Synopsis This analysis presents the results of the most harmful events with respect to population health and those with the greatest economic consequences. The top 15 are prioritized for the outcomes. Tornado is by far the most harmful with respect to population heath (96979 fatalities and injuries). The economic burden is lead by flood that is much more important than the others.
Data processing The loading of the dataset starts with importing the dataset directement from the internet. The second step consists in unzipping the file using a program installed on the computer. There may be a need to adapt the code to be able to run the second step. One will need to find the path of the ‘.exe’ file used to open zip file and break it down like it appears in the following command : executable <- file.path(“C:”, “Program Files”, “WinRAR”, “WinRAR.exe”)
setwd("G:/My Drive/From Dropbox/Training/Data science specialization/Assignments/Project 2")
#Load the data
fileUrl <- "https://d396qusza40orc.cloudfront.net/repdata%2Fdata%2FStormData.csv.bz2"

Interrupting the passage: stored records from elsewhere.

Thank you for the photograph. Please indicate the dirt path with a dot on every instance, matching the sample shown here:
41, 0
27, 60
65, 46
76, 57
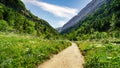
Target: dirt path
68, 58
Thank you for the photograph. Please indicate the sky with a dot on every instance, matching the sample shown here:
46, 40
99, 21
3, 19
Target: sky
55, 12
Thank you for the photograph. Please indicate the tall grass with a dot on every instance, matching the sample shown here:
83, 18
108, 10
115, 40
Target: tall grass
101, 54
18, 51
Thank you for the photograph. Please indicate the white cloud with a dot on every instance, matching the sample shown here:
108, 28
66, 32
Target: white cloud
61, 23
60, 11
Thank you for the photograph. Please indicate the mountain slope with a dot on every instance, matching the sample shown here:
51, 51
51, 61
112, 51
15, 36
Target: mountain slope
17, 18
103, 23
91, 7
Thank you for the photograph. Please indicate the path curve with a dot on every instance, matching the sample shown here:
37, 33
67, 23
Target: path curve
71, 57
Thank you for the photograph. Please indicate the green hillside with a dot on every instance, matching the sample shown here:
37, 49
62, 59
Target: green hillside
14, 17
103, 23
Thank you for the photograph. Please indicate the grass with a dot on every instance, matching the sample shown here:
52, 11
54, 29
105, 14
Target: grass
101, 54
21, 51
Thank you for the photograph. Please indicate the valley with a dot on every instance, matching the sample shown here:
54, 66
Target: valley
91, 39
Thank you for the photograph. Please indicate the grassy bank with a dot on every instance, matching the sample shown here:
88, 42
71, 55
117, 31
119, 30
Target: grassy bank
23, 51
101, 54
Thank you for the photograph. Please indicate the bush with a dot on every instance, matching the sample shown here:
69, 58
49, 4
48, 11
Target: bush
3, 25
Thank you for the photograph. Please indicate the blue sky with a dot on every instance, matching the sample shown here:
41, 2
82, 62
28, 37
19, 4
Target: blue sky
55, 12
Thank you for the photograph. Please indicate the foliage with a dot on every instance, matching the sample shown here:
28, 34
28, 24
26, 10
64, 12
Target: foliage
102, 23
25, 51
21, 20
101, 54
3, 25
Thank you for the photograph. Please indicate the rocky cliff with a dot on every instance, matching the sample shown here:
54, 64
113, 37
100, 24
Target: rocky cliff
91, 7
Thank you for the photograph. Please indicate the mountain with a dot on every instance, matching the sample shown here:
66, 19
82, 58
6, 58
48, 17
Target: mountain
104, 22
58, 29
91, 7
14, 17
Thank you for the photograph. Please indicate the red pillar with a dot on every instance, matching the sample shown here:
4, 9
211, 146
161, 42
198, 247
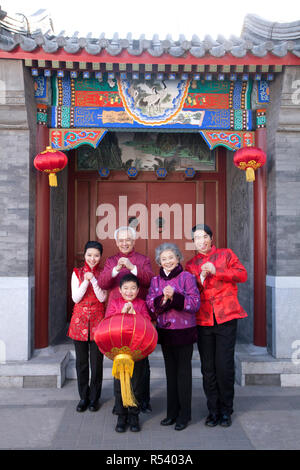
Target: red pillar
260, 245
42, 243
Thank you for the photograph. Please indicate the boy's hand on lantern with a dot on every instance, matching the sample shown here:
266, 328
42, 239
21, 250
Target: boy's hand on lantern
128, 308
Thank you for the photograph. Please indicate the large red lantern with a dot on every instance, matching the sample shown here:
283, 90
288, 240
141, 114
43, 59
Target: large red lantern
51, 161
125, 338
249, 159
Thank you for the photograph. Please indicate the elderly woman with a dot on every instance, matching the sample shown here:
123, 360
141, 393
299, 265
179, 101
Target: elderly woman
174, 298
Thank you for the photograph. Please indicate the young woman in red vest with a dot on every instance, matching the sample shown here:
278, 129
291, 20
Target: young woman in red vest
88, 311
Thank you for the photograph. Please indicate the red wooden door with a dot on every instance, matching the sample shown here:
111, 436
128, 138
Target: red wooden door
97, 207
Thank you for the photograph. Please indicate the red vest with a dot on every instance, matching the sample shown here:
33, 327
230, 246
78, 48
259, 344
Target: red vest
87, 313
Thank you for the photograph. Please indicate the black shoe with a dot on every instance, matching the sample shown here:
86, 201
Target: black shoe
212, 420
134, 423
167, 421
94, 405
225, 420
146, 407
180, 426
121, 423
82, 405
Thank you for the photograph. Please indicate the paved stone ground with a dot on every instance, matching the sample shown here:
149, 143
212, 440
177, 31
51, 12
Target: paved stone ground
265, 418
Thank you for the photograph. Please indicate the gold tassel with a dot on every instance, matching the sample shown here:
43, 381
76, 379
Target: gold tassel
52, 179
122, 370
250, 175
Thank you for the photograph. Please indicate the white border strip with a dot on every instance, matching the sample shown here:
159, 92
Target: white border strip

download.file(fileUrl, file.path("./", "repdata_data_StormData.bz2"))
# Unzip using WinRAR utility on Windows 11:
executable <- file.path("C:", "Program Files", "WinRAR", "WinRAR.exe")
cmd <- paste(paste0("\"", executable, "\""), "x",
paste0("\"", file.path("./", "repdata_data_StormData.zip"), "\""))
system(cmd)
## [1] 1
data <- read.csv("repdata_data_StormData.csv", sep = ",")
#Create a folder for figures
if(!dir.exists("figure") == TRUE) dir.create("figure")
To find the most harmful events with respect to population health, we compute the sum of fatalities and injuries and save it under variable pophealth. Then, we compute this total by event and sort them in descending order to select the top 15.
#Sum of fatalities and injuries
data$pophealth <- data$INJURIES + data$FATALITIES
pophealth <- (tapply(data$pophealth, data$EVTYPE, sum))
str(pophealth)
## num [1:985(1d)] 0 0 0 0 0 0 0 0 0 0 ...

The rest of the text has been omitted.